MA: I know you don’t have a lot of time so I’m just gonna sort of get into things about the show. Once again its great to see you back on TV, it was a trip to see the previews for the show.
MC Serch: Oh, thank you man, it’s good to be back and doing something that’s hopefully helpful and puts hip hop into a different kind of light.
MA: How did the show came about? Because I know you have a history in radio and TV and I’ve heard you mention a few times that this is just another extension of that.
MC Serch: Yeah, [the radio show in] Detroit started out being me and two comedians, and then 30 days into our show, this dude called in saying that he was going to kill himself. Basically, we talked to him for three and a half hours live on the air, didn’t cut to commercials, didn’t do anything, talked to him, had other people call in and it really became a whole movement in the city this one day and the news picked it up and we finally got the guy to agree to put down the gun.
Right after we did that like all of a sudden we became this counseling show for Detroit.
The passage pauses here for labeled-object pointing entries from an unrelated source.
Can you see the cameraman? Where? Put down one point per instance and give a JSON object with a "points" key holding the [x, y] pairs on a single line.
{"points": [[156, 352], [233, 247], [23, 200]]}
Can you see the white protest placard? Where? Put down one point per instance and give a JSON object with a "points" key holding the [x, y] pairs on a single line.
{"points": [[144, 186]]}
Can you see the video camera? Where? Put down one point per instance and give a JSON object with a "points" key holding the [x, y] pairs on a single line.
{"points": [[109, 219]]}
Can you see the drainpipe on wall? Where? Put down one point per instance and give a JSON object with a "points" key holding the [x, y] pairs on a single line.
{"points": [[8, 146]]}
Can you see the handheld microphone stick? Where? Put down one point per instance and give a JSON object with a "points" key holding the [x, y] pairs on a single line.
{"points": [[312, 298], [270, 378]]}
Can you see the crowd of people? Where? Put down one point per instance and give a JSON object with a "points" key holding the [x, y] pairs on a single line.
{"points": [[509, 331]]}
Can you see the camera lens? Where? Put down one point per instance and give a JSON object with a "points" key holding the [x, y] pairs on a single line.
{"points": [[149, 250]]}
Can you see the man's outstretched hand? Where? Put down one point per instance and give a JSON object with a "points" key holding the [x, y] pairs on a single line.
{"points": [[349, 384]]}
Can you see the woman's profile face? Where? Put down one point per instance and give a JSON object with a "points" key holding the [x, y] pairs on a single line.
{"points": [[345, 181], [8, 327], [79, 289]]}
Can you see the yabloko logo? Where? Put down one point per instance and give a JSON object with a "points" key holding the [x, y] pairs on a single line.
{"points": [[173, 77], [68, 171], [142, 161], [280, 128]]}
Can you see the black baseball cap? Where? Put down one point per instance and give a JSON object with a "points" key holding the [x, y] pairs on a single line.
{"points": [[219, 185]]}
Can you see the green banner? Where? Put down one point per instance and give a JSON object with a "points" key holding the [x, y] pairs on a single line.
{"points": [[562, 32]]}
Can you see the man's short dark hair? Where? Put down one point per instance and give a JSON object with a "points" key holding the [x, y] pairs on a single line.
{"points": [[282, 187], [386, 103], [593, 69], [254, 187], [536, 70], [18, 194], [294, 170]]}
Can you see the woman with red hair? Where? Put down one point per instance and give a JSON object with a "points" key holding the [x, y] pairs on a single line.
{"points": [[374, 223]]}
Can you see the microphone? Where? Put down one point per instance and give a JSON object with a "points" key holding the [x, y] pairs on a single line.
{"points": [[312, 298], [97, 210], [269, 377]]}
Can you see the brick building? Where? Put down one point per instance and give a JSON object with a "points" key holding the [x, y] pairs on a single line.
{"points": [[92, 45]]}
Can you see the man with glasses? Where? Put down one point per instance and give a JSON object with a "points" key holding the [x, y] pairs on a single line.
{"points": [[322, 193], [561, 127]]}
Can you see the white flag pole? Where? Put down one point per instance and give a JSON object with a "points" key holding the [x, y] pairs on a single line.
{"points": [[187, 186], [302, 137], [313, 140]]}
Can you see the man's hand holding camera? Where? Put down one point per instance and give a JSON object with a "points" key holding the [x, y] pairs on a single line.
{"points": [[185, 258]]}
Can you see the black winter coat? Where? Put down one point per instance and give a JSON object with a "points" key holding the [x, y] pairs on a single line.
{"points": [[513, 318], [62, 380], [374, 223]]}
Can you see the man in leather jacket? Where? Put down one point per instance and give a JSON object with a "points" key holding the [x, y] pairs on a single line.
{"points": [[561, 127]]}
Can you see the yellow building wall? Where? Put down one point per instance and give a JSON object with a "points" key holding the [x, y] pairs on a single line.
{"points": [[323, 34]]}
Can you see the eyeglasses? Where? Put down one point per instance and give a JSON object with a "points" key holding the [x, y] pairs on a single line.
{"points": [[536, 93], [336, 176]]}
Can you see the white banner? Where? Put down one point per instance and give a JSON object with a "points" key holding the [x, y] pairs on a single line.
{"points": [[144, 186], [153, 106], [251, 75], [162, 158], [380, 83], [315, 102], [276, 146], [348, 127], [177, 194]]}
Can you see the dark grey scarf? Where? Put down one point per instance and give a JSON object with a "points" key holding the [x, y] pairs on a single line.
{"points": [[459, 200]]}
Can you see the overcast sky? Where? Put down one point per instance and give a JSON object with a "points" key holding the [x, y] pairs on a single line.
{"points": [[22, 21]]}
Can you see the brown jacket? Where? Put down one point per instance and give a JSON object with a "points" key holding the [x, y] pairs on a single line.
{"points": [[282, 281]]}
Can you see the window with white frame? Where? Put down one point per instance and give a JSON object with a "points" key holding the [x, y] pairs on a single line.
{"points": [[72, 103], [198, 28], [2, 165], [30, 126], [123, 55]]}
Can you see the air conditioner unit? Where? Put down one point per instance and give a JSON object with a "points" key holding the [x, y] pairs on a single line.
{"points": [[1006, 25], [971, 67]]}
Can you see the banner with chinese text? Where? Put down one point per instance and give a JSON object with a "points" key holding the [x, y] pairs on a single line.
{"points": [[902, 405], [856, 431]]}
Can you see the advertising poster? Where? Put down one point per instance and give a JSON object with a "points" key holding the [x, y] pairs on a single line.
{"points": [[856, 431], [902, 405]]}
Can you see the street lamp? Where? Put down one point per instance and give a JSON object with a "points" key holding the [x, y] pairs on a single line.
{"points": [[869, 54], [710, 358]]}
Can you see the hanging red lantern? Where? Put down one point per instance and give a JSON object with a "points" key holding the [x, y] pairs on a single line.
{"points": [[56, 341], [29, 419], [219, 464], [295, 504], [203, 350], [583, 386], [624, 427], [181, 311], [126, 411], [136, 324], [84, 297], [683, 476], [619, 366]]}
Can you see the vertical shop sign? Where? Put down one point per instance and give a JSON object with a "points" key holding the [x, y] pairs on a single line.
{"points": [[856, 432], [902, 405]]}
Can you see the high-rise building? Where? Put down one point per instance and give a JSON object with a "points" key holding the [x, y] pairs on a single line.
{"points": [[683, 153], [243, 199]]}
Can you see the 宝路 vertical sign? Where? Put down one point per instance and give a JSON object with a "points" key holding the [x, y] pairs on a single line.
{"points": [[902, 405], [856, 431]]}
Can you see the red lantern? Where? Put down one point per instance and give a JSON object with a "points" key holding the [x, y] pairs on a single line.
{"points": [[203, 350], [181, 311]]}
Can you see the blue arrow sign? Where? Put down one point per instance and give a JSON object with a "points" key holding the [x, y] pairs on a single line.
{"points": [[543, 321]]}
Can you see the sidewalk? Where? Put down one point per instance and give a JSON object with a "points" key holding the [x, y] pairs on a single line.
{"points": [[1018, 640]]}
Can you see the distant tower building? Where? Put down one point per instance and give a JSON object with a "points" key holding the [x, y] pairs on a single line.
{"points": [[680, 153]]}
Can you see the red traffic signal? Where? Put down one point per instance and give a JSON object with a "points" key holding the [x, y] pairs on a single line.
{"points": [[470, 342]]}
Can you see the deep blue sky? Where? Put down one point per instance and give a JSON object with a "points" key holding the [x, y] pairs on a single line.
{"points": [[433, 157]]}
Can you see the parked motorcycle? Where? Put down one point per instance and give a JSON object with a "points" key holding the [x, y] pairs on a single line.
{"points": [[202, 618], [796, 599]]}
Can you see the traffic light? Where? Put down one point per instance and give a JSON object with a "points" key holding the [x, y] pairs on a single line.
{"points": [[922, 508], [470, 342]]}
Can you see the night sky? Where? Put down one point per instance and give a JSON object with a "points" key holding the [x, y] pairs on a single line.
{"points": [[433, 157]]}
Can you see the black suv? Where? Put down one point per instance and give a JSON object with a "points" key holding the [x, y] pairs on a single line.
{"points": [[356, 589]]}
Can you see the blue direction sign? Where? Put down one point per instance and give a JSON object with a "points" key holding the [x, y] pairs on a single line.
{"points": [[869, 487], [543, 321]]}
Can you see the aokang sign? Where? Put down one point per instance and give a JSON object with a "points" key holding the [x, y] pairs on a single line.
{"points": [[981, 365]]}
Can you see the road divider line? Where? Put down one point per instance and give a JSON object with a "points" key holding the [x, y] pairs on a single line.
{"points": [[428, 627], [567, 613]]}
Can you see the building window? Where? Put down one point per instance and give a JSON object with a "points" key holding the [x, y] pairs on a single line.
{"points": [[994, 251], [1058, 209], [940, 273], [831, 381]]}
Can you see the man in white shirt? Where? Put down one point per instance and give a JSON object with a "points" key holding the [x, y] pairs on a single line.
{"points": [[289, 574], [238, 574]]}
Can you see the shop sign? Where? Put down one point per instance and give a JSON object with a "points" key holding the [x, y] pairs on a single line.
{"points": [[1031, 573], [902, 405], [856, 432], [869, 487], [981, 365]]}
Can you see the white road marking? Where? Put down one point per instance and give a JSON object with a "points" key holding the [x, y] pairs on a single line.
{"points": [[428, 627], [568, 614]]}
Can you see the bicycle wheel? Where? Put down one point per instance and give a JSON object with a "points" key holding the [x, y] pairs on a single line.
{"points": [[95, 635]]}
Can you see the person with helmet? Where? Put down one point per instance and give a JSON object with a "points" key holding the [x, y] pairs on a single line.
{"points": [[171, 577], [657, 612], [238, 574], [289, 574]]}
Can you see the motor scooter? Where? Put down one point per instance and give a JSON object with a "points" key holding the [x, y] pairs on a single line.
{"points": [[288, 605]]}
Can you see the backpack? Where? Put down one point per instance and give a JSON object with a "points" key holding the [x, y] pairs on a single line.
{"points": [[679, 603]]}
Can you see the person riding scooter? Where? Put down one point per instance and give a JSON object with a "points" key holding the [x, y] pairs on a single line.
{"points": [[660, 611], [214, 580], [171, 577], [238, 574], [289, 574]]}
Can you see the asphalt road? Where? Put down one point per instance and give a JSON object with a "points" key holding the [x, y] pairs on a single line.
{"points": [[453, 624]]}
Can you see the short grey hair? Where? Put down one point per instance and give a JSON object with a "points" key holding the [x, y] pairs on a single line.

We started having to do marriage counseling, and couple counseling, and it became this extension of our comedy bits and all of that. And then when “The White Rapper Show” came on, Steve Wall who now is my agent, saw it and was like ‘Yo, this guy is giving out advice to these white rappers, like, he should probably have a talk show. Like he would be great to do a daytime talk show.’ He went back and he listened to the radio demos that I sent him because I had really very little on TV experience except for “Bamboozled” and some other acting that I’d done. He was like, ‘No, what you’re doing on radio could be an extension of what you do on TV.’ It started like in ’07 and this process has been six years to get it to this point.
MA: Oh wow, that’s amazing. From what I’ve seen on the show, being the presence that you are and the figure that you are in the hip hop community, I feel like that allows people to trust you more and sort of let you into their lives.
MC Serch: What I learned is there were three people that came on the show: the people that knew who I was from 3rd Bass, then there were people who knew me from VH1, and then there were people that just knew who I was because we had an amazing field producing and segment producing crew who was like ‘Yo, this guy wants to help fix relationships, do you want to be on TV?’ The people that didn’t know who I was were really like floored after they came on the show and heard what I had to say and would tweet back to me like, ‘I didn’t know rappers were so deep!’ [Laughs]
MA: Yeah, word! Exactly right?
MC Serch: Y’know what I’m sayin? Dudes who knew I was in 3rd Bass knew I had knowledge of self and knew I was a smart guy and people that watched the VH1 show knew I could talk straight and talk to them about themselves and really not sugarcoat shit.